Moreover, the specific implementation of this manipulator may have the following features.

The manipulator may contain: one movable element made telescopic; the first horizontal servo drive, designed to rotate the telescopic movable element relative to the articulation of one of its ends; a second horizontal servo drive designed to change the length of the telescopic movable element; one said gripper mounted on the other end of the telescopic movable element with the possibility of movement in the vertical direction; one vertical servo drive designed to move in the vertical direction of said gripper.

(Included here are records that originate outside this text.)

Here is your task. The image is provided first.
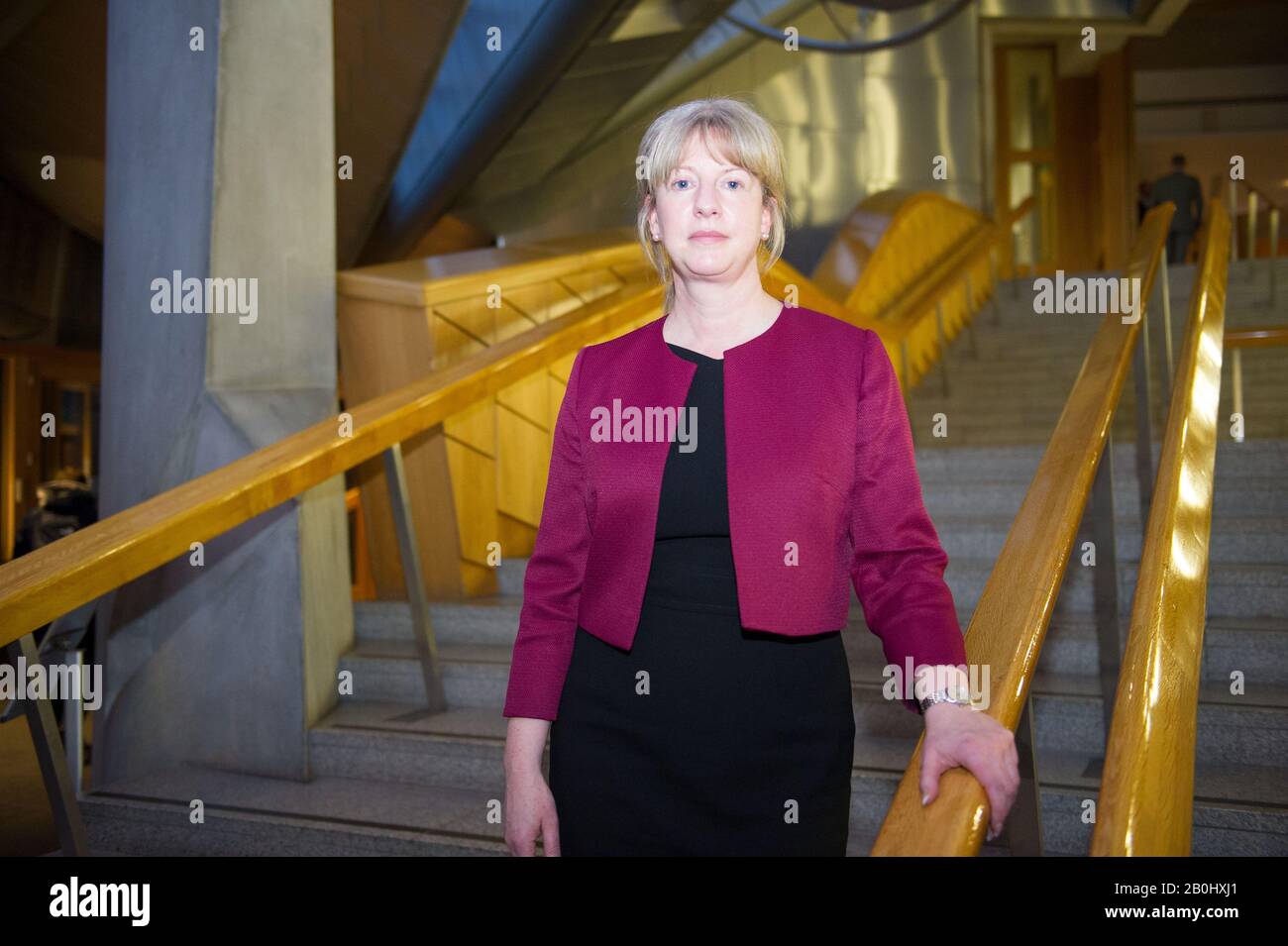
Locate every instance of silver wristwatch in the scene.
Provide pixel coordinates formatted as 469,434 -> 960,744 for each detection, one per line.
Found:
917,683 -> 971,713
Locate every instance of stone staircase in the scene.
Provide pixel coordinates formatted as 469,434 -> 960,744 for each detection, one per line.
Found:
82,263 -> 1288,856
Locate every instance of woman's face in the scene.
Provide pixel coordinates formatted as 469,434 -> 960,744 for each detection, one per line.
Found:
649,133 -> 773,291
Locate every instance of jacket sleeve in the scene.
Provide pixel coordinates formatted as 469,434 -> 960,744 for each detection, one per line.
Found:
501,349 -> 590,719
849,328 -> 966,713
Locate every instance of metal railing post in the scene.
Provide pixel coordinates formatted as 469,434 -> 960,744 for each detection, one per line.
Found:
899,336 -> 917,447
1002,696 -> 1042,857
0,631 -> 89,857
935,298 -> 948,397
988,247 -> 1002,326
1231,347 -> 1248,444
1091,438 -> 1123,762
1138,295 -> 1154,517
1266,207 -> 1279,306
1226,177 -> 1239,264
385,444 -> 447,713
1158,253 -> 1176,391
1245,190 -> 1257,280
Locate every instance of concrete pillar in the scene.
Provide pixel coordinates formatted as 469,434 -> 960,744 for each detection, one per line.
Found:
93,0 -> 353,787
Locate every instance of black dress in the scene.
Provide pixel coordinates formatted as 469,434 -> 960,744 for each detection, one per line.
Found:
550,343 -> 854,856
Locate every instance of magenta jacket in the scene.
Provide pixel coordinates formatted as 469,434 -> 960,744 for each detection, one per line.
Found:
502,306 -> 966,719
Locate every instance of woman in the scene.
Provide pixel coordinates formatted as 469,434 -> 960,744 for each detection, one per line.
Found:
503,99 -> 1019,855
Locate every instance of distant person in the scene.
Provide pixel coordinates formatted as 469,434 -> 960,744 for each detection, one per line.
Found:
13,468 -> 98,559
1150,155 -> 1203,263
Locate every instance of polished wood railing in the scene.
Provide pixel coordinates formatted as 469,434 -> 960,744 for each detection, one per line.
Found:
1091,203 -> 1232,856
872,205 -> 1175,855
0,288 -> 661,646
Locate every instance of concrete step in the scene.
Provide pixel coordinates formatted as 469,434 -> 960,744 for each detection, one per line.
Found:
81,739 -> 1288,857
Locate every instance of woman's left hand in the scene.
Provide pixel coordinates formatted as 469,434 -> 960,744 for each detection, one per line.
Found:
921,702 -> 1020,840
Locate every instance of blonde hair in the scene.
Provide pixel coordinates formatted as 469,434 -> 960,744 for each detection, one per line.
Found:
635,98 -> 787,313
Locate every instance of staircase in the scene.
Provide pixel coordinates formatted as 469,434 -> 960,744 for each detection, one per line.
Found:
81,262 -> 1288,856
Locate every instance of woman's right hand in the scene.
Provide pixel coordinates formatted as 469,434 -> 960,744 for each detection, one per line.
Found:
503,717 -> 559,857
505,769 -> 559,857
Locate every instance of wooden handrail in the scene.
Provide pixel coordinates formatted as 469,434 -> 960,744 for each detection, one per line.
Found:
0,287 -> 662,646
1221,329 -> 1288,349
1091,203 -> 1232,856
873,224 -> 1004,345
872,203 -> 1175,855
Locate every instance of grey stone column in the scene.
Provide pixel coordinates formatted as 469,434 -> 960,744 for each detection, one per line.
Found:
93,0 -> 353,787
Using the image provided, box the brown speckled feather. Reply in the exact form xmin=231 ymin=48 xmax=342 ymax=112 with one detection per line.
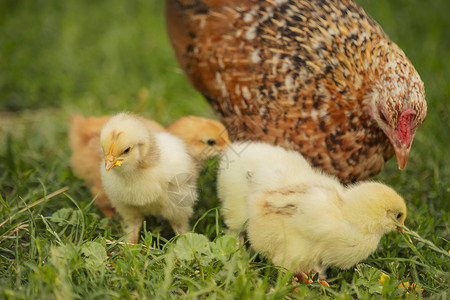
xmin=166 ymin=0 xmax=426 ymax=182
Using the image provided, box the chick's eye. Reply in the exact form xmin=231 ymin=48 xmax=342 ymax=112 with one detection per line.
xmin=380 ymin=112 xmax=387 ymax=123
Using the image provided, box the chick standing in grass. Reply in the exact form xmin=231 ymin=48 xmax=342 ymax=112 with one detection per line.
xmin=100 ymin=113 xmax=197 ymax=243
xmin=218 ymin=143 xmax=406 ymax=282
xmin=69 ymin=115 xmax=230 ymax=217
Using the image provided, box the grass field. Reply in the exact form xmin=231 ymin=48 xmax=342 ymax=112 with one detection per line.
xmin=0 ymin=0 xmax=450 ymax=299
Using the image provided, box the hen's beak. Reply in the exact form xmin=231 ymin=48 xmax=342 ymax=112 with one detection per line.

Otherwise, the manipulator may comprise: a first movable element pivotally mounted at one end thereof on a fixed platform with the possibility of rotation in a horizontal plane; a second movable element pivotally mounted at one end at the other end of the first movable element to rotate in a horizontal plane; one said gripper mounted on the other end of the second movable element with the possibility of movement in the vertical direction; the first and second horizontal servos, each designed to move in the horizontal plane of the same moving elements; one vertical servo drive designed to move in the vertical direction of said gripper.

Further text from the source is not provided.